Braz Fernandes ComC (3 February 1791 – 9 November 1865) was a Portuguese diplomat and philanthropist. He was the scion of an ancient and wealthy family.

==Personal life==
Braz Fernandes was born to Manuel Salvador Fernandes and Ana Maria Fernandes. He was married to Quiteira de Mello. Quiteira's grandfather, John Barretto, was known for founding the Barretto Charity School in Cavel, Bombay (present-day Mumbai), now known as Barretto High School, where originally education was free, and the school taught Portuguese, Latin, and English.

Fernandes had eight children: John (who became a Reverend), Euphrasia, Antonio Lourenco, Quiteria Angelica, Matilda (Sister Philomena), Gabriel, Anna Maria, and Braz.
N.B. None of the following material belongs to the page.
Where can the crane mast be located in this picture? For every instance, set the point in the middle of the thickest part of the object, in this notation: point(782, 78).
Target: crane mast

The eminent historian Braz Anthony Fernandes was his grandson, from Gabriel.

==Career==
Fernandes was the first ever Vice-Consul for Portugal in Bombay. Prior to the establishment of the Vice-Consulate in Bombay, the Portuguese representative was known as the Consular Agent.

== Order of Christ ==
Fernandes's tombstone states he was a Commander of the Order of Christ (Portugal). It is not known whether he was appointed directly to Commander or whether he was promoted to there from the rank of Knight. Knights in the Order of Christ were not advanced to a commandery until they had given proofs of their military prowess and valour, in those fortresses which Portugal retained on the African coast.

According to the then statutes of the order, the knights were obliged to prove at least four degrees of hereditary nobility, but this requirement could be dispensed with by the sovereign. The knights were under the same regulations and enjoyed the same privileges as those of the Order of Calatrava in Spain.

== Philanthropy ==
Amador Viegas founded the Maria Viegas Girls School in March 1874, but his untimely death shortly thereafter put the school in jeopardy as he died before he could make a provision that would have guaranteed the permanence of the school.

Deprived of the founder's support, the school would have closed down prematurely but for the intervention of Braz Fernandes who spared no sacrifices to give a new lease of life to the school. The Convent School is today the School of the Sacred Hearts of Jesus and Mary.